でも、無駄な嘘はダメだと学びましたから、ごまかさないようにはしています。

その代わりの折衷案として「言葉を濁す」という選択肢が生まれたわけですね。笑

まぁ、含みがあった方が人間面白いじゃない?(´艸`*)

嘘つきが信頼を取り戻すために必要なものをウソップに学ぶ

 

冒頭で、【漫画『ワンピース』でウソップが「海賊が来たぞー!」とオマージュしたシーンなどを私なんかは思い出します】と書いたのですが、ウソップで言うとウォーターセブン編でルフィと決闘をして、麦わらの一味をやめるところは印象的でしたよね。

涙なしには読めない、胸が痛くなる戦いでした。(;_;)

 

最終的に『“3人目”と“7人目” 』ということで、ウソップとフランキーが仲間になりましたが、ウソップはこの時に本当の意味での仲間となったわけです。

ワンピースの『○人目』の法則はいろいろ言われていますが、『役割』が明確になった(役割として貢献した)時が関係しているのかなーと。(チョッパーとロビンにはこの先にターニングポイントがあるのかな?)

ウソップは『狙撃手』としてエニエスロビー編で貢献しましたし、ここで『役割』が明確になったのかなと思っています。

 

もちろんウソップとただの嘘つきでは話が違いますが、『信頼関係』に注目するなら、『役割』を持つことが信頼を生む(取り戻す)一つの手段なのかもしれません。

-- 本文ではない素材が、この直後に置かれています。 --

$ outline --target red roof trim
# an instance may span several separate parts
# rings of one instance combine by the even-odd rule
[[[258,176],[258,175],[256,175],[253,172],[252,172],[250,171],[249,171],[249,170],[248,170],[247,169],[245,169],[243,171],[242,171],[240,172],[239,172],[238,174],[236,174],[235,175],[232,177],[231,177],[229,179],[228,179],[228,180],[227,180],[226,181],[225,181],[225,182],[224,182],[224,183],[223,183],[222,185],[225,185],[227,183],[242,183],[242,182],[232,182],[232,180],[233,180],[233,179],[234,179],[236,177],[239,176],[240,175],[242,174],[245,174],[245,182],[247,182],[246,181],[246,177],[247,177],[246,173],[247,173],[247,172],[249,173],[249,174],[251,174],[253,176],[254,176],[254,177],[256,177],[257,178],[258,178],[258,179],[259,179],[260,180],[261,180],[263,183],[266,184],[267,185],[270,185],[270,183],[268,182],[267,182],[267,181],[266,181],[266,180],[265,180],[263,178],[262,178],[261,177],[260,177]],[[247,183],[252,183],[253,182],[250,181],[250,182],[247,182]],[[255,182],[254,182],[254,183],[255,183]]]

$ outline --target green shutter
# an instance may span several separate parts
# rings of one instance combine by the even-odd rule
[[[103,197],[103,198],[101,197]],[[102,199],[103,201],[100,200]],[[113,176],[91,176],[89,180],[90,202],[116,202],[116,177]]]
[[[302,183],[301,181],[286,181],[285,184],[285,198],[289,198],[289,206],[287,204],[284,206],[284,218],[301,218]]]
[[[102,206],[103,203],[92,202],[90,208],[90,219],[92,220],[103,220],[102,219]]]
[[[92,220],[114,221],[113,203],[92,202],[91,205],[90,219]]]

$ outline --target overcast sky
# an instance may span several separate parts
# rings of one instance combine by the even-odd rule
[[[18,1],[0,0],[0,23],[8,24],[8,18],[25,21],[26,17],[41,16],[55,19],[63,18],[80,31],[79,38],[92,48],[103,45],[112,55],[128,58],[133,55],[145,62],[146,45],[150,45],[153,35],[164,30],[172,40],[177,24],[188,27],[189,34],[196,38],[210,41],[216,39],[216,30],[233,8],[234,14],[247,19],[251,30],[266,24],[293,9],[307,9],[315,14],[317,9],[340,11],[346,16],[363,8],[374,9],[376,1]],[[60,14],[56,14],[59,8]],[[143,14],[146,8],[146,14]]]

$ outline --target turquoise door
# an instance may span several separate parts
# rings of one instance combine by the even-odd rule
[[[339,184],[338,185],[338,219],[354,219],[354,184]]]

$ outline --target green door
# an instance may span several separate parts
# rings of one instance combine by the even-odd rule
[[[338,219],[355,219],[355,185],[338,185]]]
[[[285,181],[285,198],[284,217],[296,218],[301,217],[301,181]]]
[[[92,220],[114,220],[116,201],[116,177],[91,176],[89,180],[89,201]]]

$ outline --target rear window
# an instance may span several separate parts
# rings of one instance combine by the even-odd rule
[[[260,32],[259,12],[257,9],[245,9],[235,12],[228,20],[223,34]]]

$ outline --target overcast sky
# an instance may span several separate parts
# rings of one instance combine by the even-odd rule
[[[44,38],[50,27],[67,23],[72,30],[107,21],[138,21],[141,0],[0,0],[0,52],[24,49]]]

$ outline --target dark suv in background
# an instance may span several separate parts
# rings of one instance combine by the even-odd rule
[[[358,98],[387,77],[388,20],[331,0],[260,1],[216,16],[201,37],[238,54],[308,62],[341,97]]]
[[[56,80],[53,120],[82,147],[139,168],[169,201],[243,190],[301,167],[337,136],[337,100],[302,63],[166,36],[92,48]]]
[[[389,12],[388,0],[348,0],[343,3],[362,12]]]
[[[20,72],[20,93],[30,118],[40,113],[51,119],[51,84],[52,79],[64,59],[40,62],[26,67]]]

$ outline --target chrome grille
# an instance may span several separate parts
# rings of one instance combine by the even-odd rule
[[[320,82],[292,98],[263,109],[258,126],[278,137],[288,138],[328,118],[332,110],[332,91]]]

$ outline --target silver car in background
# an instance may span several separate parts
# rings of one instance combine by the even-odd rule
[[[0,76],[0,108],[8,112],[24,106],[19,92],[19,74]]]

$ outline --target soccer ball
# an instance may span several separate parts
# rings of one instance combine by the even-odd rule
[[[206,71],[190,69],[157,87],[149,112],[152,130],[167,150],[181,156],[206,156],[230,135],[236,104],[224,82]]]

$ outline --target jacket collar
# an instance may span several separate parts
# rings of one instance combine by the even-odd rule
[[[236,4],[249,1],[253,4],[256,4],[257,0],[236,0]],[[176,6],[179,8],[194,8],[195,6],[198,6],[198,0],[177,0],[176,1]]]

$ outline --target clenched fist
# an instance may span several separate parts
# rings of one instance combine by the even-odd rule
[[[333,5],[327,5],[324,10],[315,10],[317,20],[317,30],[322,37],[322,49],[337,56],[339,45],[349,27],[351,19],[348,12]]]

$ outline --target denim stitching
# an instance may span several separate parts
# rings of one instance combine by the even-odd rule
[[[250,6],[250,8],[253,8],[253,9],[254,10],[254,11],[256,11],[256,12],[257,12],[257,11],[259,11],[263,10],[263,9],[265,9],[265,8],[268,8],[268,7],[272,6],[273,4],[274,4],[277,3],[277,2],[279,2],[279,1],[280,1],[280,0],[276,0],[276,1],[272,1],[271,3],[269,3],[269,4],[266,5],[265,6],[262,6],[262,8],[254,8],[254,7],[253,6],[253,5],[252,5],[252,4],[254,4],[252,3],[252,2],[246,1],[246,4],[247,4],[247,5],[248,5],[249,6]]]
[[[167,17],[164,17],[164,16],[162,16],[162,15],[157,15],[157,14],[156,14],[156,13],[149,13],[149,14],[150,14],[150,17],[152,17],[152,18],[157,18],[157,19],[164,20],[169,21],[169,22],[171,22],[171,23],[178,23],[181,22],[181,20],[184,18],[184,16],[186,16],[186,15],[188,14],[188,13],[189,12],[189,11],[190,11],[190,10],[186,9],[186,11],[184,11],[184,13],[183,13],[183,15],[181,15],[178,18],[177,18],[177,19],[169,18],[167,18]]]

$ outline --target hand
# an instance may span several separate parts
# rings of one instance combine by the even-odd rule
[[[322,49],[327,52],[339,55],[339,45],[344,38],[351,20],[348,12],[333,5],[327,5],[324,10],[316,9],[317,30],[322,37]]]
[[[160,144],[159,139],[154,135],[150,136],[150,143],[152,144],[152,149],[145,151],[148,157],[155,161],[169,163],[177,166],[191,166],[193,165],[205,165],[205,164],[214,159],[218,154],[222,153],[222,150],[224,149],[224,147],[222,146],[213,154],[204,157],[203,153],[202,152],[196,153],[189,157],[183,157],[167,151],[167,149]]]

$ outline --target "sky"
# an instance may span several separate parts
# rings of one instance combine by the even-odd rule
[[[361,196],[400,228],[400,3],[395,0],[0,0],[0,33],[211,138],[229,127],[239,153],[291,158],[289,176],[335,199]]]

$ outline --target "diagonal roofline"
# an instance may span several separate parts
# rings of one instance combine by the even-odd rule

遊んでいた旦那さんが子供が出来て『父親』という役割が生まれた時に、奥さんからの信頼を取り戻すみたいな?(違うか?笑)

そんな感じで、周りの人とのつながりで『役割』を持てるくらいの人間になれたら、嘘つきが一度失った信頼を取り戻せるのかもしれません。

でも、一番大事なのはちゃんと謝ることでしょう。

ウソップは素直に謝ったもんね。